Well eventually it started to bother me and I couldn’t find an answer in my spare time. Also I started getting pretty bored with my job, which I’d like to think is a sign I had gotten good at it. So as a result I enrolled on the PhD programme and here I am.

Eventually I did quit my finance job and since then a lot of other work has come my way, but I’m still looking for the answer to those questions and I would like to eventually return to the financial sector. In the aftermath of the financial crisis, plenty of research is being conducted into finance and its connections to macroeconomics, so it’s an exciting field. There’s plenty of research on financial multipliers, market imperfections, market responses to data and central bank news, and as I came to find out, some models of financial intermediation, investment and investor behaviour and others.

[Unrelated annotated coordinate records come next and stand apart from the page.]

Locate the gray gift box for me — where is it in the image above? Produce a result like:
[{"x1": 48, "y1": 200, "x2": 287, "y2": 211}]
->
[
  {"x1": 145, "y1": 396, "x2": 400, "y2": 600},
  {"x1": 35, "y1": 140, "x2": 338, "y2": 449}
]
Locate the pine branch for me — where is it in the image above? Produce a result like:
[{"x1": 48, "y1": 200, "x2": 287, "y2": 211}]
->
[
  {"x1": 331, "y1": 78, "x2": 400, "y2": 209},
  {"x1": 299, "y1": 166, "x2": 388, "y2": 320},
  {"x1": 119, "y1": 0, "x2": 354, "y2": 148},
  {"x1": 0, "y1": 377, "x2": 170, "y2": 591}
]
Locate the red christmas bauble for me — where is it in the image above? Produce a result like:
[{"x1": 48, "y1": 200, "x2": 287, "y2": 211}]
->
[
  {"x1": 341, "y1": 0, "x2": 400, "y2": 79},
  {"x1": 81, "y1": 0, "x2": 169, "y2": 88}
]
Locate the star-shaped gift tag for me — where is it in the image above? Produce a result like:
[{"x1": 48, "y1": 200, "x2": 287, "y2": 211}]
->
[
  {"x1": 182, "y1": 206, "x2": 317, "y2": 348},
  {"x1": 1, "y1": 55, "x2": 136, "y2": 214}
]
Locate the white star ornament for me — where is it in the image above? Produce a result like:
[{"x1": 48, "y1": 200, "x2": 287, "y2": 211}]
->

So what have I been doing? Mostly collecting data, learning how to model the term structure of the yield curve, learning about DSGE, Impulse response functions, Bayesian estimation, Kalman Filters, Markov Chain, Montecarlo similation and probabilities. Which is to say that for the last year I’ve conducted very little research and instead have taught myself plenty of quantitative techniques. Anyway, as I’m approaching the end of that learning process, I’ve decided to consolidate some of those files, and post them and comments on them here, just because otherwise I’ll lose them when the inevitable computer crash will happen.